Relacje z wydarzeń
Czyli nasza codzienność, zrelacjonowana przez naszych ludzi...
Zeszłoroczne zawody przyniosły naprawdę fantastyczne i nieoczekiwane owoce. Znikąd wskoczyliśmy na sam szczyt. W tym roku było o tyle trudniej, że najlepsi, którzy bronią pierwszego miejsca zawsze mają najgorzej, ponieważ każdy chce ich dogonić. Muszą pozostać skupieni na ciężkiej pracy i nie mogą odpuścić, jeśli chcą utrzymać poziom. Trenowaliśmy ciężko, nawet bardzo ciężko. Mimo wszystko obawiałem się, że to nie wystarczy tym bardziej, że Bez Nazwy miało sporo problemów w ostatnich tygodniach przed startem. Pomimo moich obaw obydwie ekipy spisały się na medal. Bez Nazwy obroniło swoje zeszłoroczne 1 miejsce w kategorii formacje - freestyle - juniorzy. Natomiast Funky Fame utrzymało drugie podium w kategorii Formacje - Hip Hop - Seniorzy. Jestem naprawdę dumny z tych mniejszych i większych tanecznych wariatów. Jeśli będą pracować tak jak należy, to ich zwycięstwa nie poprzestaną na Łęcznej. Już niebawem kolejne zawody i kolejne zmagania.
18 Kwietnia 2015r. Kolejny wyjazd pod szyldem ekipy Funky Fame. Tego pięknego dnia razem z ekipami Michel Fit & Caffe mieliśmy okazję pojechać do Zamościa by tam zawalczyć w bitwach formacji. Tym razem wystawiłem tylko Funky Fame ze względu na to, że BEZ NAZWY jeszcze nie są wystarczająco przygotowani. Dziewczyny w okrojonym (o damską cześć Squeeze) składzie startowały w kategorii Mini formacji jak się jednak okazało po przyjeździe musiały konkurować nie z mini formacjami a z formacjami. Było to dla mnie nie małym rozczarowaniem ponieważ mini formacje to występy 3 minutowe, formacje maja o wiele dłuższy czas na prezentacje. Musieliśmy okroić nasz układ jak się na miejscu okazało - niekoniecznie. Podsumowując wystartowaliśmy okrojonym składem z okrojonym układem. Pozostało nam tylko jedno - fakt, że jesteśmy rodziną i mamy Milejowski smak. Dziewczyny dały czadu, pomimo lekkich pomyłek przez chwile było czuć w powietrzu prawdziwy Hip Hop. Moje kochane dziewczęta wywalczyły 3 miejsce - to bardzo dobry wynik biorąc pod uwagę, że to ich pierwsze zawody tak daleko od domu.
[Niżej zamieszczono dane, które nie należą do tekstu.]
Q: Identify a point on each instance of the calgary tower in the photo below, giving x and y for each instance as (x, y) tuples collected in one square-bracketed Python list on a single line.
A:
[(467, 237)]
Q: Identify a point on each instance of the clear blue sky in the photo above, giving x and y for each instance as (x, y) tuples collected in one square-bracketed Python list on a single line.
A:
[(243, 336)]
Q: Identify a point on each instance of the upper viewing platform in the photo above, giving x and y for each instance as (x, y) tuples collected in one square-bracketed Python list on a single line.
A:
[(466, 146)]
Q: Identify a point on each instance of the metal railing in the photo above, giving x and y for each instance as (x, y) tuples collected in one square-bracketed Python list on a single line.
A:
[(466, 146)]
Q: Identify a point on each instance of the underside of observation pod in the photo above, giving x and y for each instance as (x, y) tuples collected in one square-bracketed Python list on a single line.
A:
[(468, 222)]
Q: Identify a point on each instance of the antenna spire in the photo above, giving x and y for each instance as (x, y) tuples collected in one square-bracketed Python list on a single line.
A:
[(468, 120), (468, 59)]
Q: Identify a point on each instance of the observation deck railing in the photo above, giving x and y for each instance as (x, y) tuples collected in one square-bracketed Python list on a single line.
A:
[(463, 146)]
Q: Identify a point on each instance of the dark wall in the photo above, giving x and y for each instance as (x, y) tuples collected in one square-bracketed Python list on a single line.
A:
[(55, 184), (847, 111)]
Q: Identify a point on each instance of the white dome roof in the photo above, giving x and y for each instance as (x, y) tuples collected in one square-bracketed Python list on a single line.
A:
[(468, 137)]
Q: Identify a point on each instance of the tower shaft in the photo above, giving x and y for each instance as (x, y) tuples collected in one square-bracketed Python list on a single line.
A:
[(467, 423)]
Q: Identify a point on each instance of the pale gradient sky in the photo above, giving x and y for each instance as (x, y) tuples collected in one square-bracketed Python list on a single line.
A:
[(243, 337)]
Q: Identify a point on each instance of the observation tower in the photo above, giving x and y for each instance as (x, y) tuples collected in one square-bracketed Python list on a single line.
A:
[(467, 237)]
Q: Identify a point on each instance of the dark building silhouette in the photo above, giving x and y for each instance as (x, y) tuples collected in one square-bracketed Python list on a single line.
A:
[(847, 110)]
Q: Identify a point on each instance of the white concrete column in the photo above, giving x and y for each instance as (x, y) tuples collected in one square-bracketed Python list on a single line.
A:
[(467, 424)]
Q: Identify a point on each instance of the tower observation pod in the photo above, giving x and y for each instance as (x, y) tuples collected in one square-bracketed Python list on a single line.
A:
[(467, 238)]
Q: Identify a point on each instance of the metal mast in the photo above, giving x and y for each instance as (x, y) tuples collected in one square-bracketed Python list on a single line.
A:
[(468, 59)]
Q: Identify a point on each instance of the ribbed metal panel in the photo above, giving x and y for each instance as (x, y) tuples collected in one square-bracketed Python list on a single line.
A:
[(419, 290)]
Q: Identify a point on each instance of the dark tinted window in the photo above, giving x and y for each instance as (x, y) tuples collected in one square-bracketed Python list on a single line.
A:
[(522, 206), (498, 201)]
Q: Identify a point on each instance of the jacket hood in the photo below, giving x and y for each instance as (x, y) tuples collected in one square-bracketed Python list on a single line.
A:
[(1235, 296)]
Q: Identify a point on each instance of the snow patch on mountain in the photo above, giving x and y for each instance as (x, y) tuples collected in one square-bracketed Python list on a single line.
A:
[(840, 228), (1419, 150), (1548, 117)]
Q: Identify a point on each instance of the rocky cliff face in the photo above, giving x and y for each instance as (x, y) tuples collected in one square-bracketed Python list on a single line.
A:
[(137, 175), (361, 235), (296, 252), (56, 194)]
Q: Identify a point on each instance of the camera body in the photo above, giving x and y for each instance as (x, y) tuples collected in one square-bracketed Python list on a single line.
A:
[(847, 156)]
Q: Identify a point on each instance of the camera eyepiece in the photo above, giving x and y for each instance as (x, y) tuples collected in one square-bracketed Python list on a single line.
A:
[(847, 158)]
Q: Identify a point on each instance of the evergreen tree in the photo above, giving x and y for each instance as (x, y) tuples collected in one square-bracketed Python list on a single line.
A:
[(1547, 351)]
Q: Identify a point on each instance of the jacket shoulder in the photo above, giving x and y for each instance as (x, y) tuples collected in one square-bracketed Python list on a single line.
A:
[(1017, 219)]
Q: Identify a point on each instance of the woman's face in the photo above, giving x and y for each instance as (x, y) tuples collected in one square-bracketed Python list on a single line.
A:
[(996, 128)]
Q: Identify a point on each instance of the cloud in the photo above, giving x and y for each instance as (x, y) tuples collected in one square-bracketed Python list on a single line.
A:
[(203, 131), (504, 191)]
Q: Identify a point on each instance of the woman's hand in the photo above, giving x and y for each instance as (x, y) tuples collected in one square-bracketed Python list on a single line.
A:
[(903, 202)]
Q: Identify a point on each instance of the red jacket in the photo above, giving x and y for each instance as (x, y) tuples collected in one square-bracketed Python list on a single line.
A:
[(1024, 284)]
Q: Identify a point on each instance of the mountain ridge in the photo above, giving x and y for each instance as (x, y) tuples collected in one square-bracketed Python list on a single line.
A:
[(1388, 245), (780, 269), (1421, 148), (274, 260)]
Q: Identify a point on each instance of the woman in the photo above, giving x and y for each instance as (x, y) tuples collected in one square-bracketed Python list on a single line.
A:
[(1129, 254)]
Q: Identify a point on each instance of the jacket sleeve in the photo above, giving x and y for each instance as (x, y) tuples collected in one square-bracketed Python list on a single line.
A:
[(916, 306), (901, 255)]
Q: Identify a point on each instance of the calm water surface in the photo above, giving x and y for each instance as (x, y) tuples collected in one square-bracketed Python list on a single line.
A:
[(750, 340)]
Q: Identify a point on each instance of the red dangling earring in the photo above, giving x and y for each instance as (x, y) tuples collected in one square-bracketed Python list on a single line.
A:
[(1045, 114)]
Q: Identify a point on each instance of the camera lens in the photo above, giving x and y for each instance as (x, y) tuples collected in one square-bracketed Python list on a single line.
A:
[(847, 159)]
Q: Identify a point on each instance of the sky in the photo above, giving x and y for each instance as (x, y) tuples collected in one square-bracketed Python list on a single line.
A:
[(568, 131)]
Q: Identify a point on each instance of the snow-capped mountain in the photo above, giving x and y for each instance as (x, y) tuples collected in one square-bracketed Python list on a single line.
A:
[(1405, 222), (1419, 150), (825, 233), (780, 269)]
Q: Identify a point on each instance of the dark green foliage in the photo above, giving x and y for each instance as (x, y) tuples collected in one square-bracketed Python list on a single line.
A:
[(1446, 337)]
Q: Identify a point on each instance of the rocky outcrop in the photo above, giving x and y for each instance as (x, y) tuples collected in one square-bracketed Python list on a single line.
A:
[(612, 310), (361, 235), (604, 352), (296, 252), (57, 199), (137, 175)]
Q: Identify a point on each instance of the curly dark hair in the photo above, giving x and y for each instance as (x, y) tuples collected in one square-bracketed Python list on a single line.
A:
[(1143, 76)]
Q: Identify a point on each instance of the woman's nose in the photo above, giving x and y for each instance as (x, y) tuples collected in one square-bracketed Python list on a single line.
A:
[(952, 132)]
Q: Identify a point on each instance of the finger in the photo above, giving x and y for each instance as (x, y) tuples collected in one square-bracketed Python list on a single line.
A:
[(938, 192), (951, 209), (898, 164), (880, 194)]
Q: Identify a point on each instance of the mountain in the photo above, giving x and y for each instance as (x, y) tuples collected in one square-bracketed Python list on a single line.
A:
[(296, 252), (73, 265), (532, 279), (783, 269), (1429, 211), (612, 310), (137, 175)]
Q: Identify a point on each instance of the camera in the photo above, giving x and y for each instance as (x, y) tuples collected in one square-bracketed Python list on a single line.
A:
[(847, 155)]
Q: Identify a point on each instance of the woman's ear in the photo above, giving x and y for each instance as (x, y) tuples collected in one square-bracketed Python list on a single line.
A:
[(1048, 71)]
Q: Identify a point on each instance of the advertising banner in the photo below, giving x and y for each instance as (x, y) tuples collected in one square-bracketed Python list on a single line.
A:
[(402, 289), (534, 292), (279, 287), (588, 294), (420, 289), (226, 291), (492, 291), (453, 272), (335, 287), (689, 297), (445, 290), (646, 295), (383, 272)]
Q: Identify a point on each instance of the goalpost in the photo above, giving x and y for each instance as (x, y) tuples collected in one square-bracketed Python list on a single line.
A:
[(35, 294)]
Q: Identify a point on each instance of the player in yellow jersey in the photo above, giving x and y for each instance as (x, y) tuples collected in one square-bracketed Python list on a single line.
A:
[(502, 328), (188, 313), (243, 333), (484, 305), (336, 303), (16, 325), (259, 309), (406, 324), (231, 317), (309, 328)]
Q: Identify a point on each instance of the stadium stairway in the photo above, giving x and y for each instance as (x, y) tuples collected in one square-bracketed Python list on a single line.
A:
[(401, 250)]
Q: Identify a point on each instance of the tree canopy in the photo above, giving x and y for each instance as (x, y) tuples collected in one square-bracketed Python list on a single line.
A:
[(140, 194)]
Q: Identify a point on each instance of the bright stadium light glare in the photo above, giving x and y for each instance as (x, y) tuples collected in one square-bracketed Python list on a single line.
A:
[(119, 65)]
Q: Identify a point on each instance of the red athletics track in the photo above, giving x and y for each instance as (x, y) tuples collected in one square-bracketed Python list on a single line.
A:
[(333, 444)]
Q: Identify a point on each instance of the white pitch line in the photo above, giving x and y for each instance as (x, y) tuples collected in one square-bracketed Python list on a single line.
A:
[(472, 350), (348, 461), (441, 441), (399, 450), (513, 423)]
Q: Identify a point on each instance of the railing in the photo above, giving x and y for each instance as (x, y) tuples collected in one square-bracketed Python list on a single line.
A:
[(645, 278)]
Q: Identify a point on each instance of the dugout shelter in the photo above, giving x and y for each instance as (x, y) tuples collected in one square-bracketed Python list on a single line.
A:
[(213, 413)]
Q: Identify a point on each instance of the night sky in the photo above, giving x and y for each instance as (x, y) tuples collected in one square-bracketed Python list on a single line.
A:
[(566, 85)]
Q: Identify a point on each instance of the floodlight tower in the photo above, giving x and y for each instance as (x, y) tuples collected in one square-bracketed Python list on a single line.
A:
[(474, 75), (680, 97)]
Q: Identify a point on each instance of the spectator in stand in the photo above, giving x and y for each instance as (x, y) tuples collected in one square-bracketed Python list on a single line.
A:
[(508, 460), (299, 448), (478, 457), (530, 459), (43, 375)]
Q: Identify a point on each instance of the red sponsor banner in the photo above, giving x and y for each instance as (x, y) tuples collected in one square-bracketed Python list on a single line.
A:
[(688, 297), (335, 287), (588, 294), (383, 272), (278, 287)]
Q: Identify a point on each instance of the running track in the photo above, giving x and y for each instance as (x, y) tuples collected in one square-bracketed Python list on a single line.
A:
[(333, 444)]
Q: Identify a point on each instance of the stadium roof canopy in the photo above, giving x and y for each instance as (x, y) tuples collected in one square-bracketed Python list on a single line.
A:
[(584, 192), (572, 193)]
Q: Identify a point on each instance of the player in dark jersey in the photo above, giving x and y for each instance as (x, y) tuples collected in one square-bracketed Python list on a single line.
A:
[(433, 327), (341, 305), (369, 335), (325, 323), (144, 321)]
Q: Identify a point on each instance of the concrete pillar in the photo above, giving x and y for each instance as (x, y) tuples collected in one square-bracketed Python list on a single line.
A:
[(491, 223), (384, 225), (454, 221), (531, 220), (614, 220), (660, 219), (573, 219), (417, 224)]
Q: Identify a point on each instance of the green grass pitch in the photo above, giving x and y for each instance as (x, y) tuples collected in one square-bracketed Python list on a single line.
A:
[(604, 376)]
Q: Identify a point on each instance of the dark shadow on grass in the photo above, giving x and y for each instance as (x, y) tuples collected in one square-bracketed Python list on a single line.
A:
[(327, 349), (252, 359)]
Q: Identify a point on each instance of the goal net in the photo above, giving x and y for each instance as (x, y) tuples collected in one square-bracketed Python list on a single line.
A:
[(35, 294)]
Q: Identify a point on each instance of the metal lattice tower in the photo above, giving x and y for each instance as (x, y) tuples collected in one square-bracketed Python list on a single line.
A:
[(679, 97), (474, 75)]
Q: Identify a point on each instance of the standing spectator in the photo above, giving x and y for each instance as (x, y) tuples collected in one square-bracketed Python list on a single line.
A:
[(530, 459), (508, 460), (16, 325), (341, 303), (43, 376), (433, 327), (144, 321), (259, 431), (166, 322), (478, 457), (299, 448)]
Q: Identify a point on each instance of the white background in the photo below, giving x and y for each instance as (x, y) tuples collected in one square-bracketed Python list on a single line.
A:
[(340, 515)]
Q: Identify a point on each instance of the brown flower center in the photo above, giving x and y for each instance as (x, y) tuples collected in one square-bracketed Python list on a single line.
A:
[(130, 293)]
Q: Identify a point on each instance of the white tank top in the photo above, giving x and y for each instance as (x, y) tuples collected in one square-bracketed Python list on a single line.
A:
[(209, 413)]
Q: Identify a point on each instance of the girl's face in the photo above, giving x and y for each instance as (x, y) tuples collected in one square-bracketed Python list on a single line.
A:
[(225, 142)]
28 lutego przed Milejowskimi tancerzami B-boyingu pojawiła się nie lada okazja. Mogli wziąć udział w Biłgorajskiej Bitwie Tanecznej do lat 15. Mogłem niestety zabrać ze sobą tylko 3 osoby. Po licznych walkach została wyłoniona reprezentacja ekipy BEZ NAZWY: Adi, Sprężyna i Wojtas. Droga była długa, ale wesoła.
Bardzo przyjemni ludzie i naprawdę przyjazny klimat powinien być mottem tej imprezy. Dla łobuziaków z Bez Nazwy były to pierwsze zwody tak daleko od domu. Pierwszy raz mogli skonfrontować swoje umiejętności z rówieśnikami z innych województw. Sam się zastanawiałem jak wypadnie Milejowski flavour na tle młodych B-Boys z innych często większych miast. Nie zawiodłem się i sprawdziły się moje podejrzenia. Milejów ma swój własny smak, swoją własną muzykalność ma swoją własna jakość. Nasi mali B-Boye naprawę wyróżniali się z tłumu było widać, ze pochodzą z innego świata, to dobrze taki jest cel moich treningów. Koniec końców B-Boy Wojtas (Wojtek Pacan) doszedł do szesnastki. B-Boy Adi (Adrian Kucybała) odpadł w ćwierćfinałowej bitwie natomiast B-Boy Sprężyna (Bartek Lewandowski) wywalczył 4 miejsce! Ogromne gratulacje biorąc pod uwagę, że Bartek jest obecnie najmłodszym tancerzem w Milejowskich ekipach a walczył w kategorii do 15 lat!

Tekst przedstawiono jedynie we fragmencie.